Intriguingly, the scarcity of performances by the Box Tops has helped make its time on stage far more enjoyable.

"That's exactly it," Cunningham said. "None of us depend on the band for a living, unlike when we were teenagers who were thrown on the road and had to live with each other, 365 days a year. We see each other so infrequently now that it's sort of a joy to get together."

Chilton, a longtime New Orleans resident, is the only band member who has pursued a solo career in music for pretty much all of his adult life.

Smythe is a freelance commercial artist in Chicago, while Talley is a longtime Nashville studio musician. He has recorded with Willie Nelson, Waylon Jennings and Tammy Wynette and performed live with everyone from Dr.
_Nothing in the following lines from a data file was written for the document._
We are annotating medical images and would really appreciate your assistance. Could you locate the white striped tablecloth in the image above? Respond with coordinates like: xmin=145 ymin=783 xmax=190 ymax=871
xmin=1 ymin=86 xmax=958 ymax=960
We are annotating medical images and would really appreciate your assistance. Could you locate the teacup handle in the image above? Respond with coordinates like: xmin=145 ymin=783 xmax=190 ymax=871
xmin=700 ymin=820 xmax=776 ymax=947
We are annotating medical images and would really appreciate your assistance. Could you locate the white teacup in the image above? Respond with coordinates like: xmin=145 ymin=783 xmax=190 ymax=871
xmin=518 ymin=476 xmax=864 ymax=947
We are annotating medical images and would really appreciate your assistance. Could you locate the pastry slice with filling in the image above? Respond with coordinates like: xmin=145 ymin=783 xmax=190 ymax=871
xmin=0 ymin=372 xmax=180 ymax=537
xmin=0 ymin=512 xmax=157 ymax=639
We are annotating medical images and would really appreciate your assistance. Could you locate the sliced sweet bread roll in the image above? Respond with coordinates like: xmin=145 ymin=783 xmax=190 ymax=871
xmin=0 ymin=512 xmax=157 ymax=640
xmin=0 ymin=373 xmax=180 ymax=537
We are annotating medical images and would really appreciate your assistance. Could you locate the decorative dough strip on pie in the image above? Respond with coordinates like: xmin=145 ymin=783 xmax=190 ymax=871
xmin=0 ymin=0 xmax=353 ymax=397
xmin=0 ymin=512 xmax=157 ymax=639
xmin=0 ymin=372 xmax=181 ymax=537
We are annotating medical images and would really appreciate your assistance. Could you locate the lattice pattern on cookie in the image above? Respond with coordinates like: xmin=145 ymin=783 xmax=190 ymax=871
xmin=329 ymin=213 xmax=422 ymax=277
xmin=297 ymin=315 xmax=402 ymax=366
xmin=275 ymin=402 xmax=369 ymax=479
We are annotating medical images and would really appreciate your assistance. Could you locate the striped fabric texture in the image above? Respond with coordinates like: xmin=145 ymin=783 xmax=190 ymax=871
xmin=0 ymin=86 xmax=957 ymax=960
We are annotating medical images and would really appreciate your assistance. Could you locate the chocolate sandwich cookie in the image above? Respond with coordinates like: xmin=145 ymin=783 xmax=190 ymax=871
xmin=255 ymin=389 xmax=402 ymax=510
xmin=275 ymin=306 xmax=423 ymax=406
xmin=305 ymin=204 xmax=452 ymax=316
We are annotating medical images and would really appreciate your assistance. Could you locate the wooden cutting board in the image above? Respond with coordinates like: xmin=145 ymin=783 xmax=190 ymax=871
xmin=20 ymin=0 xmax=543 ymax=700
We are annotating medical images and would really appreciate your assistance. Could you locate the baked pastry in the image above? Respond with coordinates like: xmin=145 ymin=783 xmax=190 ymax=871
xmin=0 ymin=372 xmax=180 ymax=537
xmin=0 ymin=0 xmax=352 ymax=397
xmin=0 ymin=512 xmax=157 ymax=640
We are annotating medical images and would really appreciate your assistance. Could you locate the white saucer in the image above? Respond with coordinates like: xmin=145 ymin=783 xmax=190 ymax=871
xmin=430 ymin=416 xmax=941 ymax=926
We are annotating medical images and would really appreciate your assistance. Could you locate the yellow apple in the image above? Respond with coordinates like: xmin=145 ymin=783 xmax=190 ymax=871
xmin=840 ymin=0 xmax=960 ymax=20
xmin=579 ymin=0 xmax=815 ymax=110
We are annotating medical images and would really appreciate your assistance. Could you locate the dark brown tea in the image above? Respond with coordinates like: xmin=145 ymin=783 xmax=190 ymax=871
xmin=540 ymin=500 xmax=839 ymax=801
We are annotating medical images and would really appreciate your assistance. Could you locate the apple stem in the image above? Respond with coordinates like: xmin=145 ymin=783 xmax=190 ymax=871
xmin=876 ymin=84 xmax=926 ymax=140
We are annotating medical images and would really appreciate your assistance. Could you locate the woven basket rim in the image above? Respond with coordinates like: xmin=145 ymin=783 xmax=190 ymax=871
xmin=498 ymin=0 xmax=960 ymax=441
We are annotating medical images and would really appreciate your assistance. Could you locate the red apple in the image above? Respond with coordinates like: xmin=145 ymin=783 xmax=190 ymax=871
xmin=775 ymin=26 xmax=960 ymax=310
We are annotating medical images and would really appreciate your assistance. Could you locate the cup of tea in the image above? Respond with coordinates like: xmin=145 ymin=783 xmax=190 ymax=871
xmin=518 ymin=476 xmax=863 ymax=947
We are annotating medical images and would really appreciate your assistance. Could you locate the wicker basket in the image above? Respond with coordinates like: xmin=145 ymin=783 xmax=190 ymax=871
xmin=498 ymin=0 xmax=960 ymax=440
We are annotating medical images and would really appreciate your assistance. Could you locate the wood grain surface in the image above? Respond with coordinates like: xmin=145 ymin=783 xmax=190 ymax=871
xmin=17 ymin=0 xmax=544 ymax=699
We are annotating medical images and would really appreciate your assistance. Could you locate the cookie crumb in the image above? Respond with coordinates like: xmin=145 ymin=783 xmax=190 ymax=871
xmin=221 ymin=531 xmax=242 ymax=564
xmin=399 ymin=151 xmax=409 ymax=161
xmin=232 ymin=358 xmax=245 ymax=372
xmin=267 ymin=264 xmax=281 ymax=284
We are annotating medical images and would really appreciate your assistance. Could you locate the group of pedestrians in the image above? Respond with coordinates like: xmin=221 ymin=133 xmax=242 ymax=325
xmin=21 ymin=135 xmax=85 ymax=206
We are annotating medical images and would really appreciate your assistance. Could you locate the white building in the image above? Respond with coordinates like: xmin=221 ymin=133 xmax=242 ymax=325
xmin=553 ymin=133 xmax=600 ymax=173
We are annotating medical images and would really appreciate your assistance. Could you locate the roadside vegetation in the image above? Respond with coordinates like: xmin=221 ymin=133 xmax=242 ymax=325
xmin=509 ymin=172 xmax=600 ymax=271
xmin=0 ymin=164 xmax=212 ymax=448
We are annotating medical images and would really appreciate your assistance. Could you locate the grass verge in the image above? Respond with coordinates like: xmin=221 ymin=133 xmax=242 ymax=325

John and Billy Preston to Shelby Lynne and Warren Haynes.

Then there's Cunningham, who is such an accomplished contrabassist that he has performed at the White House with Pinchas Zuckerman and Itzak Perlman. He now works for the Federal Trade Commission in Washington, D.C.

"I try to keep that secret," Cunningham said. "It is a night-and-day difference working for the government and then going out on the road. I usually reserve my vacation days for any road trips; we only play a handful of shows a year."

Cunningham was the instigator of the Box Tops' highly unexpected reunion in 1996. It was prompted by his curiosity about how the band would sound if it recorded anew using modern technology.

"I just called up Alex, and he said, 'Sure. Who should we get?'" Cunningham recalled. "I said, 'I guess the original guys.' I called them up, and they said, 'Yeah, we'll do it, but Alex won't'. And I said: 'I called him, and he will.'"

The band, which released four albums from 1967 to 1969, recorded "Tear Off" for France's Last Call label in 1998. However, it consisted largely of vintage songs by other writers who had inspired the members of the Box Tops.

"I would like to do an album with all original material," Cunningham said. "Because we never have; we've always done somebody else's material, or some of Alex's. Some of us are writing. Hopefully, we'll (have) something in the not-too-distant future. It would be a discovery to see what we could come up with."